We, as young conservatives, believe:
That foremost among the transcendent values is the individual’s use of his God-given free will, whence derives his right to be free from the restrictions of arbitrary force;
That liberty is indivisible, and that political freedom cannot long exist without economic freedom;
That the purpose of government is to protect those freedoms through the preservation of internal order, the provision of national defense, and the administration of justice;
That when government ventures beyond these rightful functions, it accumulates power, which tends to diminish order and liberty;
That the Constitution of the United States is the best arrangement yet devised for empowering government to fulfill its proper role, while restraining it from the concentration and abuse of power;
That the genius of the Constitution- the division of powers- is summed up in the clause that reserves primacy to the several states, or to the people, in those spheres not specifically delegated to the Federal government;
That the market economy, allocating resources by the free play of supply and demand, is the single economic system compatible with the requirements of personal freedom and constitutional government, and that it is at the same time the most productive supplier of human needs;
That when government interferes with the work of the market economy, it tends to reduce the moral and physical strength of the nation; that when it takes from one man to bestow on another, it diminishes the incentive of the first, the integrity of the second, and the moral autonomy of both;
That we will be free only so long as the national sovereignty of the United States is secure; that history shows periods of freedom are rare, and can exist only when free citizens concertedly defend their rights against all enemies;
That the forces of international Communism are, at present, the greatest single threat to these liberties;
That the United States should stress victory over, rather than coexistance with, this menace; and
That American foreign policy must be judged by this criterion: does it serve the just interests of the United States?
That is all.
Now that is an elegant statement!
Will I be able to buy beer on Sundays? If you think I will, why do you think that?
Good point. When government takes the lead in morality I get worried. I also wonder how far we’re supposed to take the democratic crusading around the world that seems implied in a nod to the neocons. (And I am very pro-Israel, btw.)
Good point. It lacks pizzazz. What does it mean. A good lawyer could drive a convoy of trucks thru it. As I recall, the Declaration of Independence got pretty specific.
Conservatives need something with teeth, yet short enough to understand, like the jihadis’ “Skandar Ackbar!”, or whatever it is they holler before they detonate.
parsy, who is deflated by this mellow purr of a roar
How does:
"and to assume among the Powers of the Earth, the separate and equal Station to which the Laws of Nature and Nature's God entitle them . . ."
and
"all Men are endowed by their Creator with certain unalienable Rights . . ."
strike you? From a moral standpoint of course.
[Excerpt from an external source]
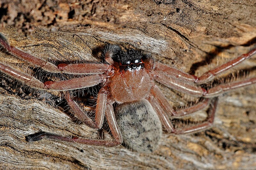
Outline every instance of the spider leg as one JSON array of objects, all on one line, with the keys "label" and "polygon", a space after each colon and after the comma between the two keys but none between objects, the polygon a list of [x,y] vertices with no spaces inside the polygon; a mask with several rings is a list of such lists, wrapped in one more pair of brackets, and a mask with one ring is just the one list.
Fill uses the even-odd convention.
[{"label": "spider leg", "polygon": [[163,73],[172,78],[180,80],[194,83],[198,79],[196,76],[189,74],[159,62],[156,63],[155,69],[156,72]]},{"label": "spider leg", "polygon": [[105,115],[107,94],[104,88],[101,88],[98,94],[95,113],[95,121],[94,122],[72,99],[69,92],[64,92],[64,97],[67,100],[72,113],[78,119],[92,128],[100,129],[102,127]]},{"label": "spider leg", "polygon": [[156,70],[156,72],[166,74],[169,76],[178,80],[184,80],[188,83],[196,83],[197,84],[202,84],[212,80],[216,76],[240,64],[256,53],[256,48],[255,48],[247,53],[243,54],[204,73],[199,77],[194,75],[191,75],[159,62],[156,63],[154,69]]},{"label": "spider leg", "polygon": [[99,74],[93,74],[70,80],[48,81],[43,83],[34,77],[12,68],[8,66],[6,63],[2,62],[0,62],[0,71],[26,84],[31,87],[57,91],[91,87],[102,82],[104,79],[103,76]]},{"label": "spider leg", "polygon": [[242,62],[249,58],[255,54],[256,54],[256,48],[254,48],[247,53],[243,54],[235,59],[204,73],[198,78],[198,80],[196,80],[195,82],[198,84],[202,84],[212,80],[216,76],[240,64]]},{"label": "spider leg", "polygon": [[256,83],[256,77],[247,78],[241,81],[220,85],[210,89],[204,94],[204,97],[212,98],[219,96],[236,89]]},{"label": "spider leg", "polygon": [[17,47],[10,45],[1,33],[0,46],[19,58],[41,67],[49,72],[73,74],[102,74],[107,71],[109,68],[108,64],[102,63],[60,64],[56,66],[44,59],[32,55]]},{"label": "spider leg", "polygon": [[156,72],[153,73],[155,80],[171,88],[197,97],[202,97],[207,92],[203,88],[169,76],[165,72]]},{"label": "spider leg", "polygon": [[[150,94],[148,100],[158,115],[160,121],[165,129],[169,133],[174,133],[174,127],[166,114],[167,113],[171,112],[171,114],[172,114],[174,112],[174,110],[170,107],[169,103],[166,103],[168,102],[167,100],[161,100],[161,102],[160,102],[158,98],[160,97],[158,96],[159,94],[156,93],[158,92],[158,91],[156,90],[156,89],[158,89],[158,87],[156,85],[155,85],[151,89]],[[162,92],[161,92],[162,94]],[[164,99],[165,99],[164,96]]]},{"label": "spider leg", "polygon": [[212,99],[212,101],[210,105],[208,113],[208,117],[205,121],[200,124],[188,128],[176,129],[174,133],[176,134],[181,134],[192,132],[195,132],[211,127],[212,126],[214,121],[218,99],[217,97],[215,97]]},{"label": "spider leg", "polygon": [[162,108],[165,113],[171,116],[180,117],[187,115],[201,110],[209,105],[210,100],[205,99],[202,101],[195,104],[193,106],[183,109],[174,110],[171,106],[168,100],[156,85],[155,85],[151,90],[151,93],[157,94],[154,98],[157,100]]},{"label": "spider leg", "polygon": [[106,106],[105,115],[107,121],[114,138],[114,141],[92,139],[76,137],[69,137],[47,133],[30,135],[26,137],[27,141],[33,142],[42,139],[43,138],[75,142],[90,145],[112,147],[121,144],[123,139],[117,126],[116,117],[114,115],[114,109],[112,105],[108,104]]},{"label": "spider leg", "polygon": [[[153,73],[154,74],[154,73]],[[195,84],[175,79],[165,74],[159,73],[155,76],[155,80],[169,87],[196,97],[209,98],[217,96],[238,88],[256,83],[256,78],[220,85],[207,91]]]}]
There’s a difference between having a moral underpinning to the laws of men and state power—and trying to shape and lead morality via the law.
“Words... just words.”
LLS
Our Founders were well aware that law alone could not create and sustain the morality required to make a democratic republic work.
I'm wonderin' aloud what the moral aspects of the declaration under discussion mean from a legislative point of view.
Do you have an opinion on what they may mean?
New federal laws? Constitutional Amendments?
These politicians wouldn’t sign something that actually required them to change anything they’ve been doing for the last couple of decades.
Folks need to remember that these are the people who got us to where we are.
It appears you do not recognize the source.